London is already reaching 35°C in May. We’re talking about a record that would be extraordinary in midsummer. France — “a country where much of its territory is low-lying and gently rolling” — is edging perilously toward 40°C, revealing how all those valley cities can turn into frying pans, like Seville or Córdoba. Central Europe, the Alps, the former Yugoslavia are watching temperatures go utterly bonkers.
“Literally, hundreds of May records have already been broken,” and the worst part is that there is no sign of a weakening on the horizon. The most relevant question today perhaps is why.
What is happening? “I will never stop being surprised to see a ridge […] so extreme for the time of year and spanning such a large record extent,” González Alemán said a few hours ago. And it’s not for nothing: each pink dot in the image below marks a historic May heat record. This week, Europe has turned into an inferno, and despite years of warnings, hardly anyone really expected it.

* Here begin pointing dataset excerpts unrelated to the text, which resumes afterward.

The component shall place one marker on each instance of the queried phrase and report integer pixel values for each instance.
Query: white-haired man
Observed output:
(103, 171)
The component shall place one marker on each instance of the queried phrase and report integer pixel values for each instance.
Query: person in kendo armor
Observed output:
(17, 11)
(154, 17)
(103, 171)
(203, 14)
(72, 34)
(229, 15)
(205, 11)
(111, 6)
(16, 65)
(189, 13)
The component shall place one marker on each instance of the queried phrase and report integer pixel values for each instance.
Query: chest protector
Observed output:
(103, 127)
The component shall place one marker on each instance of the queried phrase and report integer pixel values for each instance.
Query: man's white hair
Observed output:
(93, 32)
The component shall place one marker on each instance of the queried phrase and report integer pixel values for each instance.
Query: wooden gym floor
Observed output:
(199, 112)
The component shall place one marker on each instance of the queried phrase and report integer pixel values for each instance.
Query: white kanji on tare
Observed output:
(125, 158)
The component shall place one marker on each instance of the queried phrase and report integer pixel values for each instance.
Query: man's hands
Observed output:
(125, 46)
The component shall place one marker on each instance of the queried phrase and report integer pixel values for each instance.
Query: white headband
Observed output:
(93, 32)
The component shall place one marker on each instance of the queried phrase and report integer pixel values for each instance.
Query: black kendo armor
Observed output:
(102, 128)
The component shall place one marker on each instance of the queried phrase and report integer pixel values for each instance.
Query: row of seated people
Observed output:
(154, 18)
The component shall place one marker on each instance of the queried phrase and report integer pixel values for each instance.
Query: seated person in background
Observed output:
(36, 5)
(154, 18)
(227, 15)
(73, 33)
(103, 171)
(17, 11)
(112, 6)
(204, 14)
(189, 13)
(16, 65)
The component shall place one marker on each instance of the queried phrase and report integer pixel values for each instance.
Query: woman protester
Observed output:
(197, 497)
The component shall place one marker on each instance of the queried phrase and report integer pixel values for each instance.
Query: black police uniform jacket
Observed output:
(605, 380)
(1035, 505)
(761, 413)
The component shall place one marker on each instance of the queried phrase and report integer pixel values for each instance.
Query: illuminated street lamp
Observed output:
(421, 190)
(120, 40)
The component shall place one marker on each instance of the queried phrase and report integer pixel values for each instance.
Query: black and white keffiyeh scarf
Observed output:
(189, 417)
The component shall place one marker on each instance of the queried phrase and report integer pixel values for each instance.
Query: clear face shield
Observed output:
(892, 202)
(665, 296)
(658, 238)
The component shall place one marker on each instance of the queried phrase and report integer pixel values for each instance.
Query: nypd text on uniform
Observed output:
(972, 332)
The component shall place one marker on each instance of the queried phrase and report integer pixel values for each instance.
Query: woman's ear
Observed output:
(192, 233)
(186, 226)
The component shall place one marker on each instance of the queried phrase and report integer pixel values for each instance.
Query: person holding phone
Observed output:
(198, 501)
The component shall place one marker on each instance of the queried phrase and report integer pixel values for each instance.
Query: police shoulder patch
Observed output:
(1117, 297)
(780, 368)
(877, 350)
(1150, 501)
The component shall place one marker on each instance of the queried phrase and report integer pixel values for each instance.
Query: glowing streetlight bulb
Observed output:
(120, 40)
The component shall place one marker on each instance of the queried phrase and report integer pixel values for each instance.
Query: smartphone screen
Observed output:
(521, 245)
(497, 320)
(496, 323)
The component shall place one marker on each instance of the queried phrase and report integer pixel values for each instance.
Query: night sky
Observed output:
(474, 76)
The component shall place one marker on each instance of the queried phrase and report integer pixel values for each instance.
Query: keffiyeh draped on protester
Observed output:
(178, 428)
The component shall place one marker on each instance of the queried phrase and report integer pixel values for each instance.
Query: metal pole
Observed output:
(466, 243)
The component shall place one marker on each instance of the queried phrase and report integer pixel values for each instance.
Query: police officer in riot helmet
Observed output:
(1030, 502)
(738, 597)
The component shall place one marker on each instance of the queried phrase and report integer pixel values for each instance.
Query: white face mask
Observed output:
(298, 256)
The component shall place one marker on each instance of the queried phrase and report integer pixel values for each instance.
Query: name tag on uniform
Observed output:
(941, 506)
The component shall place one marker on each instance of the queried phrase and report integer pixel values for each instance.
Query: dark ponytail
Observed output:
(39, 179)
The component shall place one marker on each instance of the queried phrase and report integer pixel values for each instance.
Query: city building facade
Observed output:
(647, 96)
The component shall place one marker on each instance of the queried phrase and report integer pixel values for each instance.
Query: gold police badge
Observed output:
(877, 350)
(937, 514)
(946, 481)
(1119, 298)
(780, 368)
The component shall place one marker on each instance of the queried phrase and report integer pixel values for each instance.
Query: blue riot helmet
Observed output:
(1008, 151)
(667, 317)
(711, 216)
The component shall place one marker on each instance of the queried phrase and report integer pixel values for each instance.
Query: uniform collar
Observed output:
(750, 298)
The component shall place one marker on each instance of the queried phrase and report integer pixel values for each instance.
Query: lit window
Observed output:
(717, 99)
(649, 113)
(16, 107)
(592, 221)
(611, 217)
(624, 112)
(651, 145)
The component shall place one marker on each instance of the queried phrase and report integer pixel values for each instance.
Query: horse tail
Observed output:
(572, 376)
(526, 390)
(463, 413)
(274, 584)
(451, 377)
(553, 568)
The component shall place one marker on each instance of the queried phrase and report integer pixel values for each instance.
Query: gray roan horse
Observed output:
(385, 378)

How is this possible? The explanation is simple. A powerful subtropical high has stretched across Western Europe and is producing what is commonly described as a “heat dome.” In other words, a situation in which surface air isn’t renewed, doesn’t move, and, as a consequence, it warms up little by little.
The next two maps illustrate perfectly what this heat dome is and where it is affecting most intensely.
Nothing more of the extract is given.